Orthopedics, Government Medical College, Amritsar, Amritsar, IND.
Cureus. 2025 May 20;17(5):e84507. doi: 10.7759/cureus.84507. eCollection 2025 May.
Introduction This study aims to compare the characteristics of educational brochures produced by two large language models for common neurological diseases such as migraine (MIG), Parkinson's disease, and Alzheimer's disease (AD). Despite the enthusiasm surrounding these technologies, there remains a critical need to systematically investigate their effectiveness, usability, and impact within healthcare contexts. This cross-sectional study investigates patient education brochures for AD, Parkinsonism, and MIG, emphasizing the emerging role of AI-driven tools, such as ChatGPT and Google Gemini. Methods Utilizing a patient information brochure approach, we compared responses generated by ChatGPT and Google Gemini, which, at the time of the study, were the two well-known and well-developed AI tools, by using the prompt "This cross-sectional study investigates patient education brochures for Alzheimer's disease, Parkinsonism, and migraine, emphasizing the emerging role of AI-driven tools, such as ChatGPT and Google Gemini." Readability and reliability were assessed using the Flesch-Kincaid calculator and Modified DISCERN Score, respectively. Statistical analysis was conducted using R software version 4.3.2. Results The results show no significant differences in mean word and sentence counts between the models, although Google Gemini produced shorter texts with fewer sentences (p = 0.04). Both models had similar average words per sentence (p = 0.97) and syllables per word (p = 0.28), but Google Gemini's texts were slightly more complex (ease score p = 0.29). Google Gemini's outputs were also more original, with lower similarity scores (p = 0.04). Pearson correlation coefficients indicated a moderate negative, though statistically insignificant, relationship between ease and reliability scores for both models. Conclusions While Google Gemini produced shorter and potentially more original content, no significant superiority of one AI tool over the other was observed, suggesting the need for ongoing refinement to optimize patient education materials for neurological conditions.
引言 本研究旨在比较两种大型语言模型针对偏头痛(MIG)、帕金森病和阿尔茨海默病(AD)等常见神经疾病生成的教育手册的特点。尽管人们对这些技术充满热情,但在医疗环境中,仍迫切需要系统地研究它们的有效性、可用性和影响。

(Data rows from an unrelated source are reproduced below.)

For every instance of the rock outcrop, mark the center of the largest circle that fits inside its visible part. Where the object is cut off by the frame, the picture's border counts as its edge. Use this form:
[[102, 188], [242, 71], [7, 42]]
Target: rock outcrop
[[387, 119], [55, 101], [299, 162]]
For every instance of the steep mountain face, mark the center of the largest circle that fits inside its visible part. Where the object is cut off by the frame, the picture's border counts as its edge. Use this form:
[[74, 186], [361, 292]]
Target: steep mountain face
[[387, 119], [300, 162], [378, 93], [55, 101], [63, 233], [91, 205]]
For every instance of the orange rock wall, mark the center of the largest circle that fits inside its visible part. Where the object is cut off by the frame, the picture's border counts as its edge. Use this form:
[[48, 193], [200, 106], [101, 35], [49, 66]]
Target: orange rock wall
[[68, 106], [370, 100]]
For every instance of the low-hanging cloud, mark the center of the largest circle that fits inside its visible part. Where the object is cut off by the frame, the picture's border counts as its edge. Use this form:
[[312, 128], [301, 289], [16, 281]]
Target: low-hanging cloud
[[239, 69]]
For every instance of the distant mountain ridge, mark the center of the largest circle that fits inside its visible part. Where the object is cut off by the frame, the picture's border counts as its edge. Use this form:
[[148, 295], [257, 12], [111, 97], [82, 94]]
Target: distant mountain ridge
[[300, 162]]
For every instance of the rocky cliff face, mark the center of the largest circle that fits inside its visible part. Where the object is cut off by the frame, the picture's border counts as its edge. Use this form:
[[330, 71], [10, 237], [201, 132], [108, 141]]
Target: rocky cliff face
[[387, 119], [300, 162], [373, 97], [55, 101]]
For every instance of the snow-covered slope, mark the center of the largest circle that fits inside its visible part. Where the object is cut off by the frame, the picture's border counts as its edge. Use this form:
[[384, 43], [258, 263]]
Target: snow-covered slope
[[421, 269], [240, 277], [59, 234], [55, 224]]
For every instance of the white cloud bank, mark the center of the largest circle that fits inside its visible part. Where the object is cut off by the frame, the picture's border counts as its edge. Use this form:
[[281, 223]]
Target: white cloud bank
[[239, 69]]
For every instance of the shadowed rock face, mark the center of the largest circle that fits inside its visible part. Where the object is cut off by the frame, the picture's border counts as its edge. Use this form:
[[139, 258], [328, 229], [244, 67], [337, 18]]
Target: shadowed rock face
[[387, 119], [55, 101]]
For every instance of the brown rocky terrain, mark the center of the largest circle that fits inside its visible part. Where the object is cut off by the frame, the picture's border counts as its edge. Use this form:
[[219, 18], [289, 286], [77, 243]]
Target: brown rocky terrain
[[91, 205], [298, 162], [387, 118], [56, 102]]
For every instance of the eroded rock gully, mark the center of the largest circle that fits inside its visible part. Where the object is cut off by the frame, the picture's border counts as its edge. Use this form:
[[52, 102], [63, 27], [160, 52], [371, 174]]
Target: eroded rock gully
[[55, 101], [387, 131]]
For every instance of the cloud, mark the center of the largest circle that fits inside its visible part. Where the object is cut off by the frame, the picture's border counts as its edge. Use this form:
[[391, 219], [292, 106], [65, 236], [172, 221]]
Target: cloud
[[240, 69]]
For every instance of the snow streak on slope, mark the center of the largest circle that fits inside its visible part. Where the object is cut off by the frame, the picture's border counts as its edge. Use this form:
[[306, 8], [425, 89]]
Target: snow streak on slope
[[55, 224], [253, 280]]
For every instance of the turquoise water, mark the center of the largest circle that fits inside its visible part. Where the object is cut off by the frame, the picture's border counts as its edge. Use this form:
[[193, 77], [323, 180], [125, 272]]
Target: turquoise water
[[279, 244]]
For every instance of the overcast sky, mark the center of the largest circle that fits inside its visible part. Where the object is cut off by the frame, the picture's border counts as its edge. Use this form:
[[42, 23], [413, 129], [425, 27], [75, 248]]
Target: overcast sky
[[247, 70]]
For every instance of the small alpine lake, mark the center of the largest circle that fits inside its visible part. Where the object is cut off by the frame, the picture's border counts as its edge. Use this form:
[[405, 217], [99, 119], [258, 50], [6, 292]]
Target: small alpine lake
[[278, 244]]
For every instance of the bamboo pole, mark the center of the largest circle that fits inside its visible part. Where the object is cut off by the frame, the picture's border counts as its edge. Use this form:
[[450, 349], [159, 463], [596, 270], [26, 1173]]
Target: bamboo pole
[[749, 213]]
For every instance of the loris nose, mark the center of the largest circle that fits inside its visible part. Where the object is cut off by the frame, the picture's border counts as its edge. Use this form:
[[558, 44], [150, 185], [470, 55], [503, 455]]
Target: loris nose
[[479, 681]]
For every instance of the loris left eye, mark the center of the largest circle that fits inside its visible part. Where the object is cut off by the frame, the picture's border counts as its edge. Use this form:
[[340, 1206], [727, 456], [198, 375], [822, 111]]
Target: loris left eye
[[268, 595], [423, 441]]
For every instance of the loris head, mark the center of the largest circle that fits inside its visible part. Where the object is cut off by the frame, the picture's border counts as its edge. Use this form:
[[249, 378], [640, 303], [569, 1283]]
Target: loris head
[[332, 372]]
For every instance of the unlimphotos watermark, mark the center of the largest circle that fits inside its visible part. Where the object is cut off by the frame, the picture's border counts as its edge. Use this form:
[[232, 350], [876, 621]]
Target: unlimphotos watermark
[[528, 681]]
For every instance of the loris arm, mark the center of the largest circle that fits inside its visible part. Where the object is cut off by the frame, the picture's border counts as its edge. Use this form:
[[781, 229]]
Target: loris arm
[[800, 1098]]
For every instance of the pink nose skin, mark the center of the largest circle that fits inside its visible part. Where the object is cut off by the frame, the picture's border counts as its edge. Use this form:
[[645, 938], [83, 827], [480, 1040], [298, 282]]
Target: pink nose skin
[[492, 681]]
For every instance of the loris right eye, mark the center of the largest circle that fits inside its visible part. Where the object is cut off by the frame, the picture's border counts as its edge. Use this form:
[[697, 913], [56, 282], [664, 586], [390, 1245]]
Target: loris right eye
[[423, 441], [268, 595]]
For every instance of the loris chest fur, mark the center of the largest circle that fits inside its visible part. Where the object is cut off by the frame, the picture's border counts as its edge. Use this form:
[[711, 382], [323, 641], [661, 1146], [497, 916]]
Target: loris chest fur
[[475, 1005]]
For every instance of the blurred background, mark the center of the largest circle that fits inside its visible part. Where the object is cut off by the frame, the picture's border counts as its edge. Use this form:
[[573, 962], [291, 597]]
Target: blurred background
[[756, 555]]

这项横断面研究调查了针对AD、帕金森症和MIG的患者教育手册,强调了ChatGPT和谷歌Gemini等人工智能驱动工具的新兴作用。
方法 我们采用患者信息手册的方法,通过使用提示语“这项横断面研究调查了针对阿尔茨海默病、帕金森症和偏头痛的患者教育手册,强调了ChatGPT和谷歌Gemini等人工智能驱动工具的新兴作用”,比较了ChatGPT和谷歌Gemini生成的回答。在研究进行时,这两个工具是两个知名且成熟的人工智能工具。分别使用弗莱什-金凯德计算器和改良的辨别分数评估可读性和可靠性。使用R软件版本4.3.2进行统计分析。

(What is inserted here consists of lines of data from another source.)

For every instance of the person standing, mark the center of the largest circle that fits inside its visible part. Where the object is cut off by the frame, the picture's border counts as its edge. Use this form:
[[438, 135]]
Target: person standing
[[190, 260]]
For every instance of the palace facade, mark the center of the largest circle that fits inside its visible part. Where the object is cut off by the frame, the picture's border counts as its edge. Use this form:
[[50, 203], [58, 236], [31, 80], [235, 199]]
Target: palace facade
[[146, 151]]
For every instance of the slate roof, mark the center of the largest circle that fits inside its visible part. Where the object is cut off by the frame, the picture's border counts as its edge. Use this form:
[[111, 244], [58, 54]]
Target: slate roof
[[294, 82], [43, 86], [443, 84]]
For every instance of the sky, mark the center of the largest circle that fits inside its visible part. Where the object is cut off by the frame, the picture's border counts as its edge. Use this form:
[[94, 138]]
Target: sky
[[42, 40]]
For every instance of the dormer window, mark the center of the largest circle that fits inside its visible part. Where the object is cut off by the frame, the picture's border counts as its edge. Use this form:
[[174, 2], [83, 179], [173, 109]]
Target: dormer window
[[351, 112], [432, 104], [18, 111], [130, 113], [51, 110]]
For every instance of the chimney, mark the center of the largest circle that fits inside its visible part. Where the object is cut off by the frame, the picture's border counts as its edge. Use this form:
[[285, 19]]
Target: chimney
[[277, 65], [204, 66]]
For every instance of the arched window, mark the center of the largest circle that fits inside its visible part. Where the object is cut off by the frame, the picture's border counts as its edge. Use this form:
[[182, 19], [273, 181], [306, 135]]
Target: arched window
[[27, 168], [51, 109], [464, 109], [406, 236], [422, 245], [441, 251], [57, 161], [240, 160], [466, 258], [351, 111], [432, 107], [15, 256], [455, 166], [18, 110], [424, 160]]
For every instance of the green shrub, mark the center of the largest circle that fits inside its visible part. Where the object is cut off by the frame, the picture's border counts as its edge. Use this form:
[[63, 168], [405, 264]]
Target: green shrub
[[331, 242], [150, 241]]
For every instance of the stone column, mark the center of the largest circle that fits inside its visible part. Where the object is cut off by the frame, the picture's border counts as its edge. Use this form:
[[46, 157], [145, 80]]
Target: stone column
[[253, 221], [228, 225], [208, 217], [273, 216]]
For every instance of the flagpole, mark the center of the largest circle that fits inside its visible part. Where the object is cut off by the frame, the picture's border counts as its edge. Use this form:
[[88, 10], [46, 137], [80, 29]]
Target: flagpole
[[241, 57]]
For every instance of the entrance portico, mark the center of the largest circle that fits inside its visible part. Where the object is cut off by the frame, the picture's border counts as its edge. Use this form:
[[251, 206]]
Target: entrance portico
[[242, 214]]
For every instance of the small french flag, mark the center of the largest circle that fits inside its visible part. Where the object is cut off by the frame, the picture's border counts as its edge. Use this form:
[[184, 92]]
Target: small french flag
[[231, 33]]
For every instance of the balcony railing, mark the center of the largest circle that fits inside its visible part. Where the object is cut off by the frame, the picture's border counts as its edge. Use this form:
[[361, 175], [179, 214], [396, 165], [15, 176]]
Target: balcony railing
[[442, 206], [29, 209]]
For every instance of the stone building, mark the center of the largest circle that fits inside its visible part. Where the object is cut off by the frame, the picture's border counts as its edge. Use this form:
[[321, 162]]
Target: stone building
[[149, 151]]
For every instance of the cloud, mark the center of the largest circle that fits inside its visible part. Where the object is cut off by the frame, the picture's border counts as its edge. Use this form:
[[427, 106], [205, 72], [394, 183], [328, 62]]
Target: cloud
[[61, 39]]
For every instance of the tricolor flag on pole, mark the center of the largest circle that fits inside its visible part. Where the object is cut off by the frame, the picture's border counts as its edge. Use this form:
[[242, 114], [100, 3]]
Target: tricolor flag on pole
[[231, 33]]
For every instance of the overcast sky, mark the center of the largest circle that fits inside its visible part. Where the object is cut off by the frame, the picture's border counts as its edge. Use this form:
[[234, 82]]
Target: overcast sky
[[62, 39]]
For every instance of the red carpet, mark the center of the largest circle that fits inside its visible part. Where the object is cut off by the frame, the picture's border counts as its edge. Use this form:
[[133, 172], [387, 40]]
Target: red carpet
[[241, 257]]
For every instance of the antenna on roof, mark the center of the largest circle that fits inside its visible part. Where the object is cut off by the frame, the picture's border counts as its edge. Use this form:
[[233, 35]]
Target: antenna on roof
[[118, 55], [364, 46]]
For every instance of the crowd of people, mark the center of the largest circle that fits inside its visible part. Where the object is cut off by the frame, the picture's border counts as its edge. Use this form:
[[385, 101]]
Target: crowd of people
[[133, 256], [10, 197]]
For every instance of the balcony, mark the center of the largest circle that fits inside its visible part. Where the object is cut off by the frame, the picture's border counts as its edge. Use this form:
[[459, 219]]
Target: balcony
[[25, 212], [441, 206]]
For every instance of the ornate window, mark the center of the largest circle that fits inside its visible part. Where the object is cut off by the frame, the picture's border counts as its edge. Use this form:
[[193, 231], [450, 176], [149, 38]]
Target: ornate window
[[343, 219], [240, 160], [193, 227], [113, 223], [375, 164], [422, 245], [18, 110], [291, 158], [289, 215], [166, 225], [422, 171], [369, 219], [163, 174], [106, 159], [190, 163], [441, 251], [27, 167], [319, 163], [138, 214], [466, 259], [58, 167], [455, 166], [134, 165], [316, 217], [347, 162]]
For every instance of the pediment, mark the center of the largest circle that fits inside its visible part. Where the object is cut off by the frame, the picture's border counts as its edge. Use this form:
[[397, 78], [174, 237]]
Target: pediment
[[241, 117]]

结果 结果显示,尽管谷歌Gemini生成的文本句子较少、篇幅较短(p = 0.04),但各模型之间的平均单词数和句子数没有显著差异。两个模型的平均每句单词数(p = 0.97)和平均每词音节数(p = 0.28)相似,但谷歌Gemini生成的文本稍微复杂一些(易读性得分p = 0.29)。谷歌Gemini的输出也更具原创性,相似度得分较低(p = 0.04)。皮尔逊相关系数表明,两个模型的易读性得分和可靠性得分之间存在中等程度的负相关关系,不过在统计学上不显著。
结论 虽然谷歌Gemini生成的内容篇幅较短且可能更具原创性,但未观察到一种人工智能工具明显优于另一种,这表明需要持续改进,以优化针对神经疾病的患者教育材料。